Per incrementare di almeno sei volte rispetto ai livelli attuali la produzione di cibo, inoltre, è fondamentale una gestione più sostenibile degli oceani che comporterebbe, tra l’altro, una quantità quaranta volte superiore di energia rinnovabile e sarebbe utile anche per proteggere gli abitanti delle zone costiere dagli effetti delle inondazioni. Basti pensare che più di 3,5 miliardi di persone dipendono dall’oceano, mentre 120 milioni lavorano direttamente in attività legate a questo ecosistema.

Non si investe a sufficienza

Purtroppo, però, il quattordicesimo Sdg (Obiettivo di sviluppo sostenibile) incentrato proprio sulla conservazione e all’utilizzo sostenibile dei mari è il meno finanziato di tutti.

A malincuore Guterres, alla luce della bozza di dichiarazione della conferenza tenutasi a Lisbona, ha dovuto riconoscere il fallimento collettivo nel raggiungimento del quattordicesimo obiettivo, ma l’impegno per invertire la tendenza è sicuramente totalizzante nell’atteggiamento di tutti i governi.


Il fotovoltaico può aiutare a salvaguardare i nostri oceani

Ti starai chiedendo cosa c’entri il fotovoltaico con gli oceani. Ebbene, seppur sia una tecnologia che si avvale di strumenti lontani dall’ecosistema marino, l’energia solare è senza dubbio un’energia pulita che fa bene al Pianeta e che non produce emissioni di CO2 nell’atmosfera.

Se deciderai di installare un impianto fotovoltaico sul tuo tetto potrai usufruire di una fonte di energia rinnovabile per l’alimentazione delle utenze della tua casa, preferendola in questo modo alle fonti fossili nocive per il nostro ambiente. Evitando di alimentare la crescita di carbon footprint, infatti, contribuirai al grande impegno che caratterizza tutti gli stati di mantenere il rialzo della la temperatura globale al di sotto di 1,5° C evitando conseguenze disastrose per i nostri oceani.

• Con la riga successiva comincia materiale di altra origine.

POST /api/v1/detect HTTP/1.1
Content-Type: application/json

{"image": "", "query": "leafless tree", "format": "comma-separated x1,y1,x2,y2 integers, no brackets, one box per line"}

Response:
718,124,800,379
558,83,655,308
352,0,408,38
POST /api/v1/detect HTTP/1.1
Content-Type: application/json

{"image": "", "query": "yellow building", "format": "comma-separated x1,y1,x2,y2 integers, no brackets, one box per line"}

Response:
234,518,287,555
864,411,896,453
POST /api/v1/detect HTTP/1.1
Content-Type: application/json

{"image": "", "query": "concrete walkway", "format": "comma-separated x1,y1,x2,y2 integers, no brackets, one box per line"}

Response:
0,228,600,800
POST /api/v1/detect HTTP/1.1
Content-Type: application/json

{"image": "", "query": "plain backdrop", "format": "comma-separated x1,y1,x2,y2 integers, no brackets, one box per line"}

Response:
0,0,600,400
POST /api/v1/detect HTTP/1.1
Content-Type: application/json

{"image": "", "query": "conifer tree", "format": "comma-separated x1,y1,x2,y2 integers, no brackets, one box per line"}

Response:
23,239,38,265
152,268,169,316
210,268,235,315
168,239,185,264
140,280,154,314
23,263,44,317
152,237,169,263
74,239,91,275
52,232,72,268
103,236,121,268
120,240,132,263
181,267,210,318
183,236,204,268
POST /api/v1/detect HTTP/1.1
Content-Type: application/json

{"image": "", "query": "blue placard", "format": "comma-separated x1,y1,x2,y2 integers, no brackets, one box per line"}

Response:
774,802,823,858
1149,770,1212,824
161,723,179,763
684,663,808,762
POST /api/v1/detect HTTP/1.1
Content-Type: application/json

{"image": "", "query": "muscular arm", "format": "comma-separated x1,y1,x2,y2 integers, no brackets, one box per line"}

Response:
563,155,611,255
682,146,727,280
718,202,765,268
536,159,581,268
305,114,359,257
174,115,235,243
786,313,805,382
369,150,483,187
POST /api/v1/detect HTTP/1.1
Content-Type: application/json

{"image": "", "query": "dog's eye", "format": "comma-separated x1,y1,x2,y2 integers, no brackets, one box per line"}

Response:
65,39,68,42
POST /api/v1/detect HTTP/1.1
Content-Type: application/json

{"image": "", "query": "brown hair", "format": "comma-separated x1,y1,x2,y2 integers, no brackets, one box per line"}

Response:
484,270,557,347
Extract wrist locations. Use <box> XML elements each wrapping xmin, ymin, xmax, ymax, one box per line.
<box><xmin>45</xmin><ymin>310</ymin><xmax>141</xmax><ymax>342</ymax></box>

Qualche buona notizia: alcune parti della Grande barriera corallina sono in fase di ripresa

Situata al largo della costa del Queensland, nell'Australia nord-orientale, la Grande barriera corallina comprende migliaia di scogliere di coralli e centinaia di isole, capaci di ospitare un'incredibile varietà di forme di vita. Buone notizie in merito alla sua salute: la presenza di coralli ha raggiunto livelli record, i più alti degli ultimi 36 anni!

Lo studio dell’Istituto australiano di scienze marine ha rilevato che:

  • La porzione settentrionale della barriera registra in media una copertura di coralli del 36% (nel 2017 raggiungeva soltanto il 13%);
  • La porzione centrale vanta una copertura del 33%, altro record rispetto al 14% registrato nel 2019;
  • Nella regione meridionale, invece, la copertura corallina media è scesa dal 38% al 34%.